18 Sep 2018

Nearly 50 buildings with Grenfell-like cladding identified

2:46 pm on 18 September 2018

A high school, a private hospital and several apartment blocks are among the 49 Wellington buildings identified with combustible cladding similar to what fuelled the Grenfell Tower fire.

Southern Cross Hospital in Wellington, 90 Hanson Street.

Southern Cross Hospital in Wellington has been identified as one of 49 buildings in the city with combustible cladding similar to what fuelled the Grenfell Tower fire. Photo: Google Maps

The Wellington City Council was ordered by the government to identify buildings with aluminium composite panel (ACP) after the London apartment block fire last year killed 72 people.

The council has issued a list identifying 112 buildings with some type of aluminium composite cladding on them, after checking 4800 buildings.

It said none of the buildings present a significant safety concern for occupants.
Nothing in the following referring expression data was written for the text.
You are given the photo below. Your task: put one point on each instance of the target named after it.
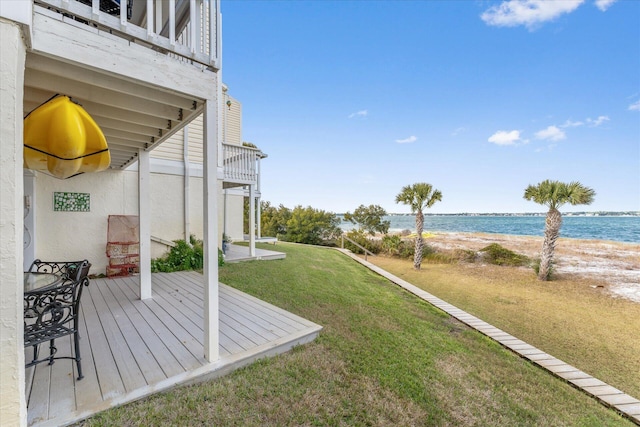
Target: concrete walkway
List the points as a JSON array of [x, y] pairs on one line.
[[610, 396]]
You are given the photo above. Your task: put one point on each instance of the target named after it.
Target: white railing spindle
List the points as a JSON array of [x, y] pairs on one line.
[[150, 20], [172, 22], [191, 34]]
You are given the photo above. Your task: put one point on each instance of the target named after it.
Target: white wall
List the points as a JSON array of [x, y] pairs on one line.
[[80, 235], [13, 409]]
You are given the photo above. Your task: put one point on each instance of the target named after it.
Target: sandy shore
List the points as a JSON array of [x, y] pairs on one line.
[[615, 264]]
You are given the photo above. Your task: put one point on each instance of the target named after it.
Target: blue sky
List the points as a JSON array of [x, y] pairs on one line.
[[352, 100]]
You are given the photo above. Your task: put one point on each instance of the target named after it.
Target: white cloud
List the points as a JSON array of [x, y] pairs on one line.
[[530, 13], [604, 4], [598, 121], [503, 137], [571, 124], [458, 131], [407, 140], [361, 113], [552, 133]]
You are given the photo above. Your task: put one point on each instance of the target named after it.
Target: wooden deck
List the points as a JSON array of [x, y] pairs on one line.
[[132, 348]]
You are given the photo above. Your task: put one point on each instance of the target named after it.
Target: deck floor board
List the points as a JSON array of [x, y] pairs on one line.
[[133, 348]]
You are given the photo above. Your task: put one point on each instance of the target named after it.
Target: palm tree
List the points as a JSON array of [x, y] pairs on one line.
[[418, 196], [555, 194]]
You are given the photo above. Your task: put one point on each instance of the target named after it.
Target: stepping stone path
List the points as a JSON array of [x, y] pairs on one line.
[[610, 396]]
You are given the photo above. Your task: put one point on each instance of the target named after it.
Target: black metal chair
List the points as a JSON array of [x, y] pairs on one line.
[[52, 312]]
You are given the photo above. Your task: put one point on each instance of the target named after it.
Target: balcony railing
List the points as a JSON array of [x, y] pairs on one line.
[[189, 29], [240, 163]]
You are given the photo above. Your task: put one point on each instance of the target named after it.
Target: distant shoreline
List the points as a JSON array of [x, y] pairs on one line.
[[528, 214], [616, 265]]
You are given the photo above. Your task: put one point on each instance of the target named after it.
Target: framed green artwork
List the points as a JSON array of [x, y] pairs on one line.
[[71, 202]]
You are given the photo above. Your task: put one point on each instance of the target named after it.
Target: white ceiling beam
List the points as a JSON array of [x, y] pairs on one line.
[[105, 122], [39, 96], [56, 38], [128, 136], [88, 76], [82, 91], [112, 141]]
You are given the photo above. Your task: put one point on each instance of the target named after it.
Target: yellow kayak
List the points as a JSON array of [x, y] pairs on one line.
[[61, 137]]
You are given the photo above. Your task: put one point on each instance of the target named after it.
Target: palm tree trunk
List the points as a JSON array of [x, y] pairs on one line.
[[551, 234], [417, 256]]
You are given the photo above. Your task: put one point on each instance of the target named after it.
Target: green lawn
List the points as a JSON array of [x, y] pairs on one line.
[[384, 358]]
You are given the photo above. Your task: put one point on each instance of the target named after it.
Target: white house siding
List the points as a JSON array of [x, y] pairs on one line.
[[233, 125], [13, 407], [234, 214], [116, 193], [195, 141]]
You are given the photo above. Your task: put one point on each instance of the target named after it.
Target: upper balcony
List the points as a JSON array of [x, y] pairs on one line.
[[142, 71], [241, 165], [188, 29]]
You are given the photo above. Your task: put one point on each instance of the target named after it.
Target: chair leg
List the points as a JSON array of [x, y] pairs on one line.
[[52, 351], [76, 339], [35, 352]]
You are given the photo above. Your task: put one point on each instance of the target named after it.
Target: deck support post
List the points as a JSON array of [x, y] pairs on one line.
[[211, 315], [252, 220], [12, 382], [144, 218]]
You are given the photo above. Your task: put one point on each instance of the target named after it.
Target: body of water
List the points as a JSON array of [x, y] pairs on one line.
[[617, 228]]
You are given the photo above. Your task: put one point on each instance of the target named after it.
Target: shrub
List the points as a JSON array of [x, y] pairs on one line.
[[499, 255], [183, 256], [535, 264], [273, 221], [369, 219], [391, 244], [360, 237], [312, 226], [406, 249]]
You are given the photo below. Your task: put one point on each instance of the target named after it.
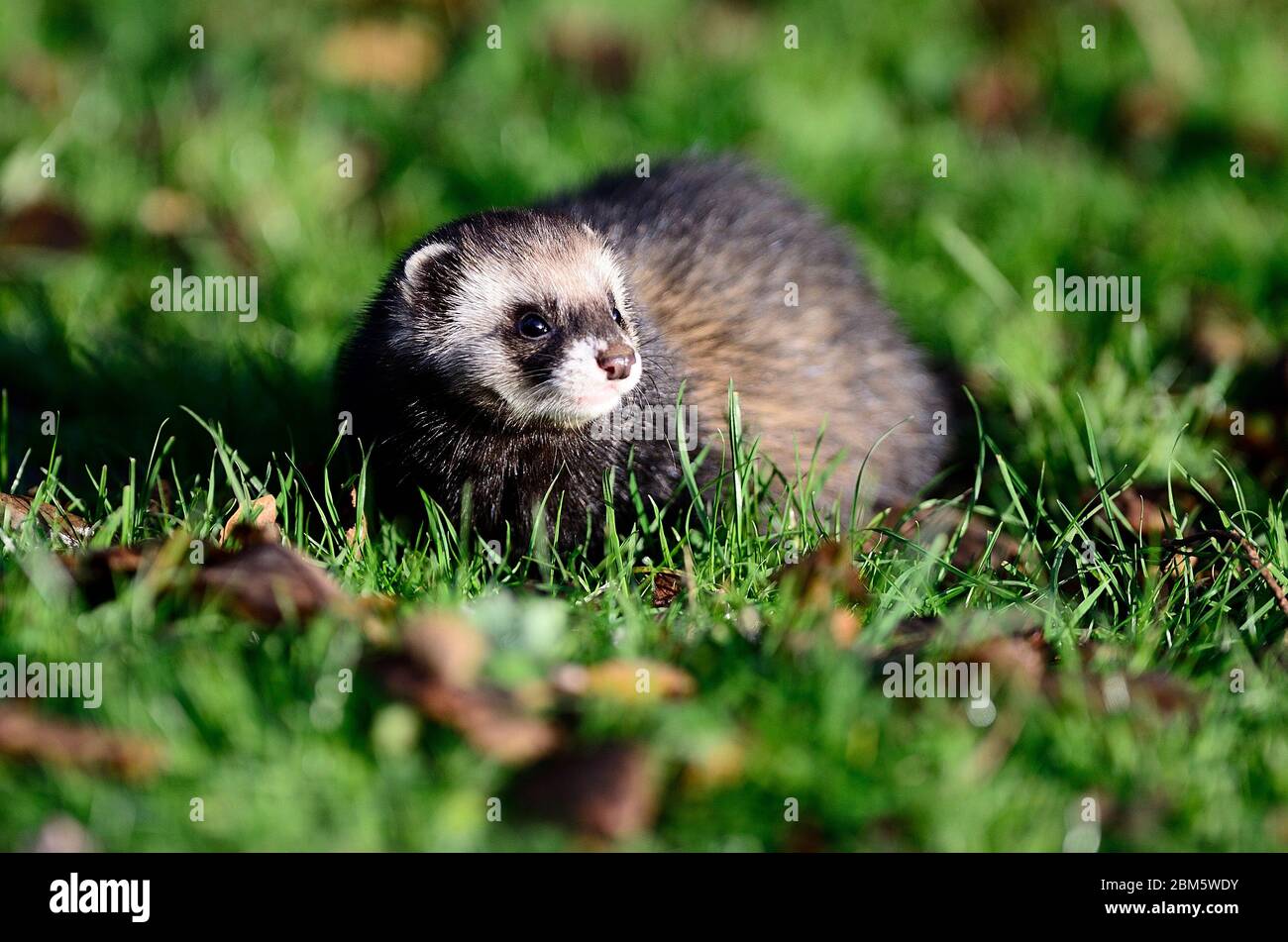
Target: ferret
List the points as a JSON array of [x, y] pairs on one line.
[[501, 347]]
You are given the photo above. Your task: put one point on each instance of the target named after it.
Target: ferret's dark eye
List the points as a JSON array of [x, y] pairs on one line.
[[533, 326]]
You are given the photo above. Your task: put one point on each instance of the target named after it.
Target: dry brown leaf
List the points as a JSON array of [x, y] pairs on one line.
[[844, 626], [69, 529], [397, 55], [446, 646], [1019, 659], [62, 834], [258, 524], [44, 226], [165, 211], [603, 791], [926, 524], [999, 95], [625, 680], [356, 534], [603, 55], [268, 583], [717, 765], [27, 736], [822, 576], [666, 587], [489, 719]]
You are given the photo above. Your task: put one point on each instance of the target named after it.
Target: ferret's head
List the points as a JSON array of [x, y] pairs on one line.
[[523, 313]]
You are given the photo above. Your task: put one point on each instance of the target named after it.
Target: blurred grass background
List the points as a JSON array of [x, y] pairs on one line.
[[224, 161]]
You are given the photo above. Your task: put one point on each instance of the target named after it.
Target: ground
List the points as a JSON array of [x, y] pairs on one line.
[[1109, 537]]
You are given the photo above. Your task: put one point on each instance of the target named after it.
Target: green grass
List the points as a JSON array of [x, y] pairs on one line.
[[1067, 412]]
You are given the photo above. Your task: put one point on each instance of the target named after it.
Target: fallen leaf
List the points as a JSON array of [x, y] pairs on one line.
[[165, 211], [268, 583], [489, 719], [716, 765], [666, 585], [823, 576], [44, 226], [928, 523], [844, 626], [603, 55], [257, 525], [26, 735], [447, 646], [608, 790], [62, 834], [397, 55], [1000, 95], [69, 529], [625, 680]]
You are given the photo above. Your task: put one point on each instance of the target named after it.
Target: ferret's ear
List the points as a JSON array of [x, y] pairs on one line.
[[419, 262]]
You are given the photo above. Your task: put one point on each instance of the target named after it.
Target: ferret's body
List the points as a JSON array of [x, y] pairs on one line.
[[720, 275]]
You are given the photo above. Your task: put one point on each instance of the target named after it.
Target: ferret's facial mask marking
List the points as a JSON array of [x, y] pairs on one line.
[[568, 369]]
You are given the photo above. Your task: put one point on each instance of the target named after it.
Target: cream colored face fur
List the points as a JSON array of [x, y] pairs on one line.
[[570, 276]]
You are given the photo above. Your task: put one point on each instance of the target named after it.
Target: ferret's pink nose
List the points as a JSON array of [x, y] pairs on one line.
[[616, 361]]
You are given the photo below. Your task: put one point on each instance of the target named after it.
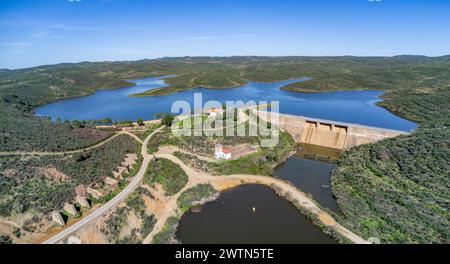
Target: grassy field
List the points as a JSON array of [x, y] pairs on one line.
[[171, 177]]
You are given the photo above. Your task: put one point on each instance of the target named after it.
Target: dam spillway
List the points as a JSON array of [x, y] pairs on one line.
[[327, 133]]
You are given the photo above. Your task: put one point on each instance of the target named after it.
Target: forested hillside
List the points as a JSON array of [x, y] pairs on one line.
[[396, 190]]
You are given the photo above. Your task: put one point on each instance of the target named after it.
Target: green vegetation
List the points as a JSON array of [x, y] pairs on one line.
[[158, 92], [143, 134], [171, 177], [117, 221], [167, 235], [46, 183], [417, 88], [197, 195], [259, 163], [398, 189], [166, 119]]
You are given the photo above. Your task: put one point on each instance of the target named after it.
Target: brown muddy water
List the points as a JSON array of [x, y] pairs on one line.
[[231, 220]]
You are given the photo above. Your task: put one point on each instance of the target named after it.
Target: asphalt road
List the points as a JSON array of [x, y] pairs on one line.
[[111, 204]]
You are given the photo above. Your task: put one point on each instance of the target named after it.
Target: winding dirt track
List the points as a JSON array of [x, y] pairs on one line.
[[225, 182], [114, 202], [43, 153]]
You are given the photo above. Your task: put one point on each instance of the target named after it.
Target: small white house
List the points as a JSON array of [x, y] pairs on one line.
[[222, 153]]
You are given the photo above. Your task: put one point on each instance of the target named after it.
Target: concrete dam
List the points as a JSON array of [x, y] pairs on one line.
[[327, 133]]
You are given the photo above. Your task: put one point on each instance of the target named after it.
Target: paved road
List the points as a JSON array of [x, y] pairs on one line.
[[195, 177], [42, 153], [132, 186]]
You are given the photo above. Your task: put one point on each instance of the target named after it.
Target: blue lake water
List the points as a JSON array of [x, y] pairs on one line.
[[357, 107]]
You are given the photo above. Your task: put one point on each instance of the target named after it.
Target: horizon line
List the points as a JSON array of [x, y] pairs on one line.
[[231, 56]]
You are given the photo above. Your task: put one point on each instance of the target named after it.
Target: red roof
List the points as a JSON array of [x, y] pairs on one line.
[[226, 151]]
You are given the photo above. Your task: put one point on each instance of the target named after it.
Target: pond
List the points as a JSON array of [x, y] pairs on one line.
[[310, 171], [231, 220], [357, 107]]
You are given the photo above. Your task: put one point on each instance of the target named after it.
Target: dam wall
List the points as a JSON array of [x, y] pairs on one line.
[[327, 133]]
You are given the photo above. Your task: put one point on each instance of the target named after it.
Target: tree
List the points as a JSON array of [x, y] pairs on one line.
[[140, 122], [166, 119], [76, 123]]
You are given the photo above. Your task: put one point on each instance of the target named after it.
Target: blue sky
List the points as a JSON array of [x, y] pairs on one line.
[[36, 32]]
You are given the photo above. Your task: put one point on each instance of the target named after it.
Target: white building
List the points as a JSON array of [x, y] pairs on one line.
[[222, 153], [214, 111]]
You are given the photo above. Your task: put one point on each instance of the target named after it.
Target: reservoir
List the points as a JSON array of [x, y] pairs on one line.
[[358, 107], [311, 173], [230, 220]]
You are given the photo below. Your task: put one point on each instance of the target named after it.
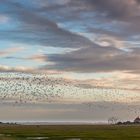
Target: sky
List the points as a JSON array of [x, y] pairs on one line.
[[69, 60]]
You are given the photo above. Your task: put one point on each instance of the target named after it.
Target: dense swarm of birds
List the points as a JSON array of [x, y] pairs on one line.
[[22, 88]]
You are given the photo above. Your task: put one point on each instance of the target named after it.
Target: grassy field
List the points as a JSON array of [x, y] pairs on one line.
[[71, 132]]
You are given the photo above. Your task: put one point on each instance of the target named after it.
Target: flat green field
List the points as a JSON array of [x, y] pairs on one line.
[[69, 132]]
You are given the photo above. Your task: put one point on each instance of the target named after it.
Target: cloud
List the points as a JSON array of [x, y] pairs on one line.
[[3, 19], [11, 50], [38, 29], [97, 59]]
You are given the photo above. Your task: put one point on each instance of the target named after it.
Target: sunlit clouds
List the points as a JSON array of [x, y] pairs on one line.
[[81, 52]]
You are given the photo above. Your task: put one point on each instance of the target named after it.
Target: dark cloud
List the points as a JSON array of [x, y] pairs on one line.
[[37, 29], [97, 59]]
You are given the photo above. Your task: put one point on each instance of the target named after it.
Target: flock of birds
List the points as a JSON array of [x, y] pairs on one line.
[[22, 88]]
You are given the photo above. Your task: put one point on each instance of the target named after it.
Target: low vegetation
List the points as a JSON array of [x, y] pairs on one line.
[[71, 132]]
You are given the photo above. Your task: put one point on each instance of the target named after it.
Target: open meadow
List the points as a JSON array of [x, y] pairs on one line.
[[71, 132]]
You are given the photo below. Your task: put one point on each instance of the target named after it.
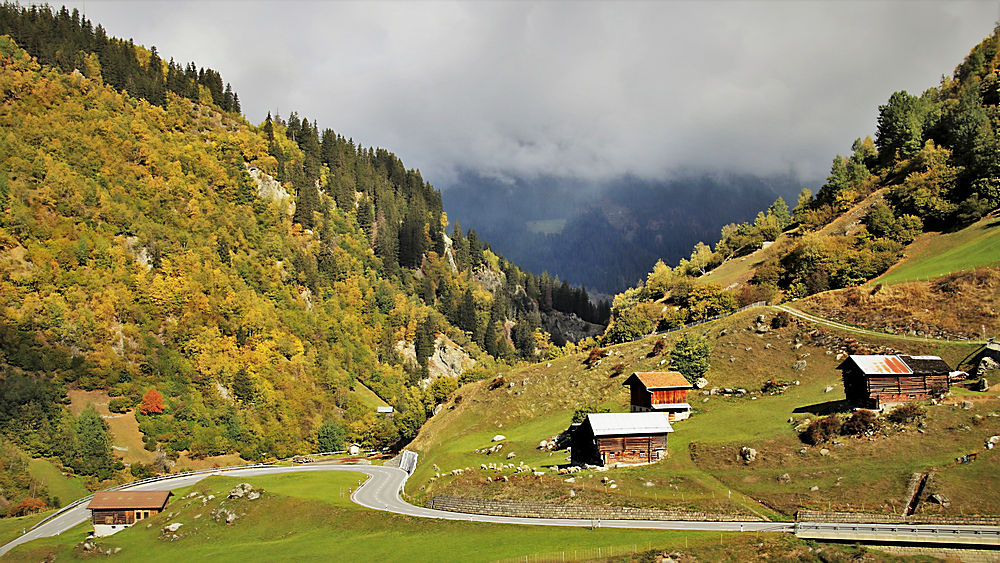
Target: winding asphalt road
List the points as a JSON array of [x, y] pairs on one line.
[[381, 491]]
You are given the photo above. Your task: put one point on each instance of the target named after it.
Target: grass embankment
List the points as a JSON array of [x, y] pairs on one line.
[[933, 255], [962, 305], [317, 519], [11, 528], [702, 471], [66, 489], [126, 439]]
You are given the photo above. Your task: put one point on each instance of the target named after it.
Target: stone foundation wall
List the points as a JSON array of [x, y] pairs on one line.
[[536, 509]]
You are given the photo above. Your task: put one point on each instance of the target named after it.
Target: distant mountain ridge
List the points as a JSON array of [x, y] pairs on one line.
[[606, 236]]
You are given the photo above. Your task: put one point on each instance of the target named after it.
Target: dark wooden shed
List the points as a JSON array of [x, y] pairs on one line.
[[881, 381], [112, 511], [660, 391], [629, 438]]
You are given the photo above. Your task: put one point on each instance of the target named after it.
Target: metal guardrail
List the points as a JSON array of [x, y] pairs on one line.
[[124, 486], [408, 461]]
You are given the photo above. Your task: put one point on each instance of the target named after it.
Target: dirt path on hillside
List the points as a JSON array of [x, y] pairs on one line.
[[857, 330]]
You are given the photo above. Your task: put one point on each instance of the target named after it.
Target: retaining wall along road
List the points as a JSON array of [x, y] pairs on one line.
[[536, 509]]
"In summary we have found that no building gives us significant concerns in terms of the presence of ACP and the safety of occupants," the council's building compliance manager, Chris Scott, said.

Wellington East Girls College has two floors clad in the cheapest, most combustible type of panel, called PE after its polyethylene core.

Southern Cross Hospital also has some of this cladding, as do at least three apartment blocks and the Sofitel hotel.

"Where you've got those sort of activities happening, you've then got the life-safety systems in the building, [and] the requirements would be more onerous," Mr Scott told RNZ.

These features include sprinklers and fire alarms.

"Therefore, when we've assessed those buildings, we still haven't found anything there that raises our concerns in regards to fire safety," Mr Scott said.

In some cases the panels cover large parts of the building, in others it covers limited areas only, or just to signage.

On another 47 buildings, the council has not yet established exactly what type of panel is on them, whether it's the combustible or the semi-combustible type.

These include Te Papa.

On 15 or so buildings there are semi-combustible panels, called FR.

"The multi-storey buildings ... have generally been built in the past three decades and feature a variety of life-safety features that allow occupants time to evacuate the building in the event of fire," Mr Scott said.

These features include sprinklers and fire alarms.

The council had taken some months to make the list public because it had been working with building owners, Fire and Emergency New Zealand and fire safety experts to ensure the status of all buildings was fully understood and owners had a chance to provide information to occupants, Mr Scott said.

Two other cities have investigated: Christchurch found 28 buildings with combustible panel and 18 others with unidentified or semi-combustible panel; Auckland identified 25 with combustible panel and another 53 where it was not sure what type was used.

Both councils say they have no safety concerns about these buildings.

These councils had assessed buildings over 10-metres high, whereas Wellington has included even single-storey commercial buildings in its list, hence its relatively higher number of PE-clad buildings, Mr Scott said.

Independent fire engineers' advice was sought on several of the more complex buildings, he said.

None of the 112 building owners needed to undertake any remedial work, and the council's job was largely over now the list was out, he added.